Levi McKeen Arnold

Levi McKeen Arnold (L.M. Arnold) (b. February 12, 1813 Poughkeepsie, New York - d. September 27, 1864 Poughkeepsie, New York) was a successful businessman (a foundry manager) and banker in New York who claimed to have received revelations from Jesus Christ beginning in the Spring of 1851, first published in 1852 in a book entitled History of the Origin of All Things.[1][2]

The preparatory revelations commenced April 5, 1851, in the form of movements of the pencil, answers to questions, and words internally heard. Such writings were continued for a year and a few days, when the first book of The History of the Origin of All Things was commenced in a small bound blank book written with lead pencil throughout... [3]

The text of History of the Origin seemingly endorses modern spiritualism of the type popularized beginning in 1848 upon publication of the claims of the Fox sisters, but cautions against indiscriminate access to other realms.

A sketchy biography[4] of Arnold is included in an archived version of the website thehistoryofallthings.com.[5] Arnold's work is endorsed in a similar work published in 1908 by Archie Johnson Inger. Likewise, Arnold's text commends the work of Rev. Charles C. Hammond, who published a collection of spiritualist articles Light from the Spirit World in Rochester, New York in 1852.[6][7] (An apparent companion volume published at the same time is Light From the Spirit World: The Pilgrimage of Thomas Paine, and others, to the Seventh Circle in the Spirit World.[8])

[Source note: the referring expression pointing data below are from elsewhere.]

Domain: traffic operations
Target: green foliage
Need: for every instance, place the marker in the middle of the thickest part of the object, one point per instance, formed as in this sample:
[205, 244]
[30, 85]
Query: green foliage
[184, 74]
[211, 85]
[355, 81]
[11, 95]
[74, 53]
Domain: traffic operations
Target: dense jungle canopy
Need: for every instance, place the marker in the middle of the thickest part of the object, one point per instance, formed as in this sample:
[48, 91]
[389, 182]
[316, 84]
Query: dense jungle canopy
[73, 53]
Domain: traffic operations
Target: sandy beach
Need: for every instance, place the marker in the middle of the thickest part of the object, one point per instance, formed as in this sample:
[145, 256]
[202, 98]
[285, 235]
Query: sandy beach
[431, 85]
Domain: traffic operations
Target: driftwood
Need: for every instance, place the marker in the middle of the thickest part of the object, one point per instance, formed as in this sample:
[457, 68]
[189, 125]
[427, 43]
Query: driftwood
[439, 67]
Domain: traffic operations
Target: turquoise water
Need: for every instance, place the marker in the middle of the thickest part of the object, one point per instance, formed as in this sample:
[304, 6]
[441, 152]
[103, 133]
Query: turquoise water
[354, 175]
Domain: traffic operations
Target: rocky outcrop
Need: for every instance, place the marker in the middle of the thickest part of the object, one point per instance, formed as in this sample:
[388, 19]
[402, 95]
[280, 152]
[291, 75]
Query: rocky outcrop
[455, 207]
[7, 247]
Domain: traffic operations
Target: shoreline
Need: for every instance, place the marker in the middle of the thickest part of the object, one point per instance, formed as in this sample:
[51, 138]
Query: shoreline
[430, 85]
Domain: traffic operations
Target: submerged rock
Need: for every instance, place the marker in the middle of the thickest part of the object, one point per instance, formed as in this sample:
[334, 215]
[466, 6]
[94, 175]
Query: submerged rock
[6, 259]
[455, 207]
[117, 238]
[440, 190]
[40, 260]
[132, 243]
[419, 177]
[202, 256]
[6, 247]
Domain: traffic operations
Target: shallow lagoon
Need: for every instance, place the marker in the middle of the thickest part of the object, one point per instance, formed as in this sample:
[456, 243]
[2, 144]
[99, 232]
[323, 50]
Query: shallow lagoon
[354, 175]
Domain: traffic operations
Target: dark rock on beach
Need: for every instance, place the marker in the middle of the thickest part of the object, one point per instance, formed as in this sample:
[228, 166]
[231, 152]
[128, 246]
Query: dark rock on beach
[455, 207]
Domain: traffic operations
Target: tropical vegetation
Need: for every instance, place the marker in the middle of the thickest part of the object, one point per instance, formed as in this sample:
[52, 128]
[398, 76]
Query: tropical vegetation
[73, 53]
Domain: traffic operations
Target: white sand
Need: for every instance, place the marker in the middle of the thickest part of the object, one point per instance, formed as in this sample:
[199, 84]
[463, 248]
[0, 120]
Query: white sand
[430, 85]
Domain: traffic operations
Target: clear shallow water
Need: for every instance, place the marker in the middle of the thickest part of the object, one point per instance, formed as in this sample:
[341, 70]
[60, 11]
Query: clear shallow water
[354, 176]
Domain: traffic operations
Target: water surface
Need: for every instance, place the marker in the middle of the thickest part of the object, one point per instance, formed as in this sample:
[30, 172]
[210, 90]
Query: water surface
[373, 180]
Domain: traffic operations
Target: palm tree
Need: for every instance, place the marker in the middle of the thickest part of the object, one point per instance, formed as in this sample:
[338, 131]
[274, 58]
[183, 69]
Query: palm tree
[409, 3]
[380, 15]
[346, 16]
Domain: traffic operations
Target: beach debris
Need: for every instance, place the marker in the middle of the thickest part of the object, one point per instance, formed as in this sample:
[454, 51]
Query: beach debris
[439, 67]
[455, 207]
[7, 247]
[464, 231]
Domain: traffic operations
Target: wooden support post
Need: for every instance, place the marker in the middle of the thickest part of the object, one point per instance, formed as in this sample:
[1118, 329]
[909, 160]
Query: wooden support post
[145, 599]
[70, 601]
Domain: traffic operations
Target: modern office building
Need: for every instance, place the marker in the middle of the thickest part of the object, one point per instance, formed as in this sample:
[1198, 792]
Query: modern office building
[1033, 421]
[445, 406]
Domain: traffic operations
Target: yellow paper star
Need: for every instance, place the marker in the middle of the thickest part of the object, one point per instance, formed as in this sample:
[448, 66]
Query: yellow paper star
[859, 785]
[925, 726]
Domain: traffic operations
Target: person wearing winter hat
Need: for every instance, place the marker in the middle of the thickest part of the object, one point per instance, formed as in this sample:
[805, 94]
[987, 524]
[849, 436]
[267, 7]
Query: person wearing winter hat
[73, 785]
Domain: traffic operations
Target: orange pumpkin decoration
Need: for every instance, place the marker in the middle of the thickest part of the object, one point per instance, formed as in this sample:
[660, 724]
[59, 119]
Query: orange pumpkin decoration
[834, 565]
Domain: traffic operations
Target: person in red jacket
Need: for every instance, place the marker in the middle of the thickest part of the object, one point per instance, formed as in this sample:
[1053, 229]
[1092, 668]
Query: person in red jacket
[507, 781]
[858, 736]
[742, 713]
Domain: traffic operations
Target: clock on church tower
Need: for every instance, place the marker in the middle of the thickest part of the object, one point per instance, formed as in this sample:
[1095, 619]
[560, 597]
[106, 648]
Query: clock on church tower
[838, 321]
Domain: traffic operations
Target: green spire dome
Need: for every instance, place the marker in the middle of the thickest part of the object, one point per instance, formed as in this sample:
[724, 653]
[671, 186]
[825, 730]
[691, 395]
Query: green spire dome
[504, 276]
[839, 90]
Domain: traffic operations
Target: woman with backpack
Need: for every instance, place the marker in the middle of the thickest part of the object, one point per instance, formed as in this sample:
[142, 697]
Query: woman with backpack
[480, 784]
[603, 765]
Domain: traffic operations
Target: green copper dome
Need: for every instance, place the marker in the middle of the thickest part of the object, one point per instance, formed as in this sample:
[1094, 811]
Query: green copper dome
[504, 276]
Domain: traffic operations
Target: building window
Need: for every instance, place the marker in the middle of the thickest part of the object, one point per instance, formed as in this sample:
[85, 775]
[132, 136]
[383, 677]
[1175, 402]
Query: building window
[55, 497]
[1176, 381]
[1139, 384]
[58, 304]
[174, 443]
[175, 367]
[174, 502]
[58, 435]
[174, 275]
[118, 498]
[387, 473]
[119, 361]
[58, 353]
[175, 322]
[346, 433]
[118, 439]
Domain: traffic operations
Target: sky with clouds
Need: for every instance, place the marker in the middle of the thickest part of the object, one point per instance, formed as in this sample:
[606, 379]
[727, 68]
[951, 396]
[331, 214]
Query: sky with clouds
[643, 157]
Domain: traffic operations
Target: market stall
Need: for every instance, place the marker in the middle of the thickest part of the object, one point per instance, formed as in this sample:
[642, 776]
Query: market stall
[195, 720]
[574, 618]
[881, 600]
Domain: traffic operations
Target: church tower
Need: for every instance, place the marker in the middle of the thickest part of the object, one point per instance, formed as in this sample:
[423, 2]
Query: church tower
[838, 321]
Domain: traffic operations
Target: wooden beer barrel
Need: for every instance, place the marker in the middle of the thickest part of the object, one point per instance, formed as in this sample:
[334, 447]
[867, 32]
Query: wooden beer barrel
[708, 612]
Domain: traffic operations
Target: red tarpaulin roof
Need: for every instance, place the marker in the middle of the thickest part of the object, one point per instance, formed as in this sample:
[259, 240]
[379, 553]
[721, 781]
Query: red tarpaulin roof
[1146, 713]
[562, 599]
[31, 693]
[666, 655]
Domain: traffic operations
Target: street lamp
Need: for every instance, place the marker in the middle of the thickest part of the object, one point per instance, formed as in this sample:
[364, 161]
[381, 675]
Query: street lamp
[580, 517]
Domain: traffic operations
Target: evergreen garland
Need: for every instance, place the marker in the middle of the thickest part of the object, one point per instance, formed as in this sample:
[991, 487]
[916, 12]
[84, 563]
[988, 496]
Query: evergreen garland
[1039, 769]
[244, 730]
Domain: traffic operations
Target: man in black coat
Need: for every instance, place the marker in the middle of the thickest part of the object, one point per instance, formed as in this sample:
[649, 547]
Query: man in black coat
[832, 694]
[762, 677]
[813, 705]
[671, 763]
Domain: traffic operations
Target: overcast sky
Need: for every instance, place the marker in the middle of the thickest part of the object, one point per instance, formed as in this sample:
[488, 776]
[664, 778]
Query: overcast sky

Arnold's text states that the New Jerusalem began to alight on planet Earth on July 4, 1776, and predicts that religious freedom would be 'extinguished' in Europe after 1851, but would find refuge in the United States.

...Where, then, shall we look for the outward New Jerusalem! In America. It came down from heaven in 1776. In the succeeding thirty years it acquired strength enough to declare war against the dragon, then represented in its temporality by Bonaparte, Emperor of France and of most of Europe, but certainly Master of Rome. But did the United States declare war at that time against the Emperor of France and Italy? Yes, in effect they did when they threatened war if their demands were not complied with. But a peace had just been concluded and a territory acquired by the United States from France!... [9]

Arnold's parents were Benjamin Arnold and Helen Maria McKeen, and he married Susan Robinson in 1844. A descendant of his, Benjamin L. Arnold published a photograph of L.M. Arnold's gravestone[10] online in March 2008.